Em outubro de 1991, o parlamentar era relator da Comissão Mista de Orçamento. Alvo de denúncias e sentindo-se politicamente fragilizado, ameaçava contar tudo que sabia sobre manipulação eleitoral de verbas federais se fosse afastado do cargo, e ficou indignado com a coluna "Guerra de chantagem", de Dimenstein, particularmente com a frase: "colocaram um vampiro para administrar um banco de sangue".

A ação penal seria rejeitada pela Justiça Federal por vícios processuais e o valente jornalista, absolvido pela história.

Deputado federal João Alves (1919-2004), um dos anões do Orçamento - Ailton de Freitas - 20.set.1991/Folhapress

Encerrada a CPI do Orçamento em 1994 (instalada em 1993), João Alves renunciou ao mandato para não ser cassado e ficar inelegível. No eixo da atividade parlamentar, sua riqueza patrimonial teve como explicação mais de 200 prêmios de loteria –façanha por ele atribuída à ajuda de Deus.

O estrepitoso escândalo é lembrado pelo apelido (politicamente incorreto) dado aos corruptos, "Anões do Orçamento".

Lula, ainda radical, presidente do PT, atacou o Congresso Nacional, formado, na sua visão, por "300 picaretas" que só defendiam os próprios interesses, inspirando a música dos Paralamas do Sucesso, gravada em 1995: "Papai, quando eu crescer eu quero ser anão / Pra roubar, renunciar, voltar na próxima eleição".

O mundo gira, República e transparência ficam pelo caminho e, três décadas depois, há constrangedoras (porém saborosas) semelhanças com a atualidade.

Orçamento secreto. Emendas do relator. Abuso de poder eleitoral. Deus. Corrupção. Picaretagem. Chantagem. Vampiros.

Acionado pelo PSOL, o Supremo Tribunal Federal tenta impor um freio de arrumação na compra de votos pelo governo Bolsonaro. Pretende, pelo menos, iluminar os acontecimentos, para que se possa fiscalizar eventual violação dos princípios da moralidade e da impessoalidade na administração pública, essenciais na gestão dos três Poderes.

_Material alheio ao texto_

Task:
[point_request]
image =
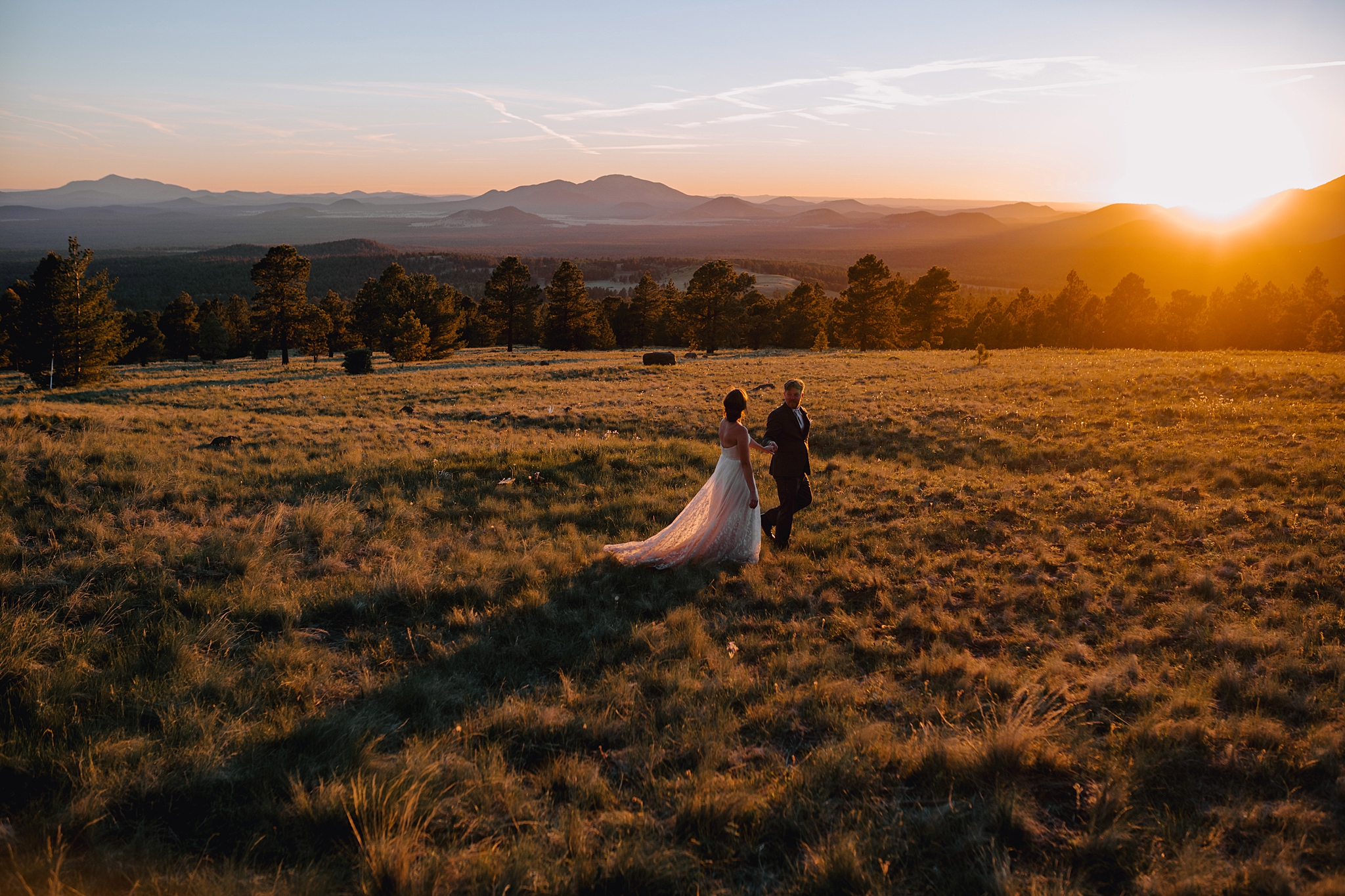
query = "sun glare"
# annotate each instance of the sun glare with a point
(1214, 146)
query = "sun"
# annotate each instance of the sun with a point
(1212, 144)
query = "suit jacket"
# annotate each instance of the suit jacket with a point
(783, 429)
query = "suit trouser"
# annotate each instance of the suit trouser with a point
(795, 495)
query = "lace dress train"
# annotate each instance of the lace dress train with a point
(716, 526)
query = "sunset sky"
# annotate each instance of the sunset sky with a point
(1204, 104)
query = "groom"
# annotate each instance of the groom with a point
(789, 427)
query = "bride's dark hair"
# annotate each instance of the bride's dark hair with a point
(735, 403)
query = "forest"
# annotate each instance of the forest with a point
(64, 324)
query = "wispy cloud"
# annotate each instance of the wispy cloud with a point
(499, 106)
(124, 116)
(55, 127)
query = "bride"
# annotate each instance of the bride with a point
(724, 519)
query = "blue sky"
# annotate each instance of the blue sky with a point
(1206, 104)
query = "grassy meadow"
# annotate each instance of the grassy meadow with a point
(1063, 622)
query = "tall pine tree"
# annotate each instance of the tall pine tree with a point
(646, 310)
(282, 300)
(510, 301)
(927, 307)
(66, 327)
(572, 320)
(181, 327)
(866, 312)
(712, 307)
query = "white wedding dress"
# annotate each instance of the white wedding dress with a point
(716, 526)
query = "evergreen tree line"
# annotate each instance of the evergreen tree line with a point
(62, 326)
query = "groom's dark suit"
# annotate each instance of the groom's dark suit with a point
(789, 468)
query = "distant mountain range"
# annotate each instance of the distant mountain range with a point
(617, 215)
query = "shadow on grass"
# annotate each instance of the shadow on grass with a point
(580, 628)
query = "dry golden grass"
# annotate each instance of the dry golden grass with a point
(1066, 622)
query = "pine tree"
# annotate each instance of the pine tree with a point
(282, 280)
(143, 341)
(670, 330)
(237, 320)
(761, 320)
(646, 310)
(803, 314)
(314, 332)
(926, 307)
(510, 301)
(9, 322)
(410, 340)
(1325, 335)
(866, 312)
(381, 304)
(181, 327)
(338, 312)
(1129, 314)
(213, 337)
(66, 327)
(712, 307)
(569, 316)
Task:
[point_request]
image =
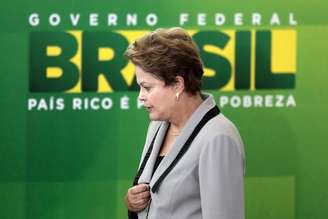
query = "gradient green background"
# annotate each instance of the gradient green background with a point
(79, 164)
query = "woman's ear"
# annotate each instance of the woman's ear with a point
(179, 85)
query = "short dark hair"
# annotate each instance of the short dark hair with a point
(168, 53)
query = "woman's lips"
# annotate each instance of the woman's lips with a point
(148, 108)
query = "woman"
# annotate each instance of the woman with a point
(192, 165)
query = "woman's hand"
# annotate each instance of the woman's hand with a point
(137, 197)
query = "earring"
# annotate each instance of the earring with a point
(177, 96)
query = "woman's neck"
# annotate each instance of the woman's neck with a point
(186, 107)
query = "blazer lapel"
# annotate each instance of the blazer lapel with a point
(181, 139)
(146, 175)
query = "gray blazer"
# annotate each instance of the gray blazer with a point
(207, 182)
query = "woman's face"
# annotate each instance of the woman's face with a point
(159, 100)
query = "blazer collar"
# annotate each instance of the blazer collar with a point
(192, 122)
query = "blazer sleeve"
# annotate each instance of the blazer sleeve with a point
(221, 174)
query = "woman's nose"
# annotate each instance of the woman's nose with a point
(141, 95)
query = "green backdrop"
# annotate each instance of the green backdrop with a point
(59, 161)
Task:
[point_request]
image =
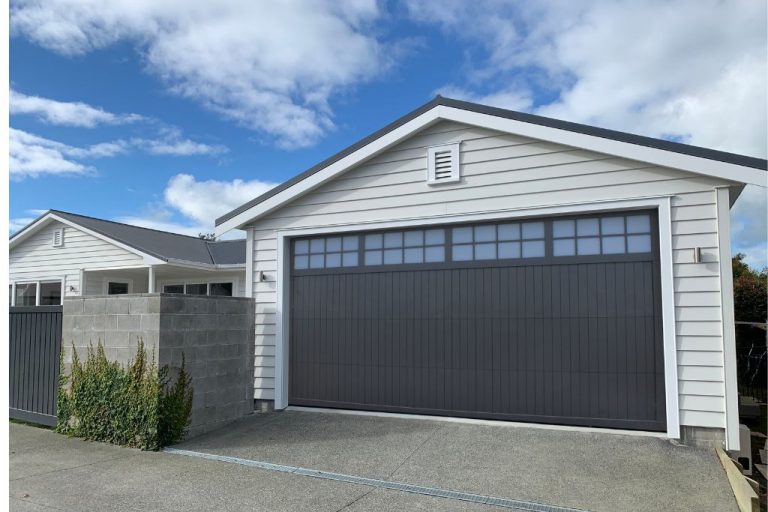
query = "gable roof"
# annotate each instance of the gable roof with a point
(540, 127)
(163, 245)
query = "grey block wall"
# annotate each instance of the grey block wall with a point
(214, 334)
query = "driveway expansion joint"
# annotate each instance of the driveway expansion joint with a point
(512, 504)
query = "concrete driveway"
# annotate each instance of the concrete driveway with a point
(581, 470)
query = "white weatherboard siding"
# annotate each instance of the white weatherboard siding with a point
(503, 172)
(36, 259)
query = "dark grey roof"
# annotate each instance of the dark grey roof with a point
(161, 244)
(630, 138)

A reeleição é crucial para que os vampiros de hoje, Arthur Lira et caterva, se mantenham com as rédeas do poder nas mãos. As emendas orçamentárias formam um perigoso passivo a ser, quem sabe, remexido, investigado.

O governo Bolsonaro, criminosamente pão duro com o IBGE e com a ciência, empenhou (em apenas dois dias), nas vésperas da votação do primeiro turno da PEC dos Precatórios, R$ 909 milhões do orçamento secreto.

Prevaleceu no julgamento virtual, encerrado quarta-feira (10), o voto de Rosa Weber, com apenas duas divergências, de Gilmar Mendes e Kassio Nunes, o ministro pedaço de Bolsonaro (10%) no STF. Além da suspensão dos repasses, o governo deve publicar em 30 dias detalhes da execução das despesas de 2020 e 2021.

Mas a semana tem más notícias. O Superior Tribunal de Justiça praticamente legitimou o enriquecimento patrimonial de Flávio Bolsonaro. Encontrou vícios processuais e anulou tudo. A famiglia comemora.

Jair Bolsonaro nomeará 75 desembargadores federais em 2022. O aparelhamento dos Tribunais Regionais Federais será conduzido pelo senador Flávio Bolsonaro, o da rachadinha, o que acaba de conquistar impunidade no STJ, e pelo ministro Kassio Nunes, o que não tem independência para julgar, mas, em compensação, acumula influência e poder.

Por essas e por outras, República e transparência ficam pelo caminho.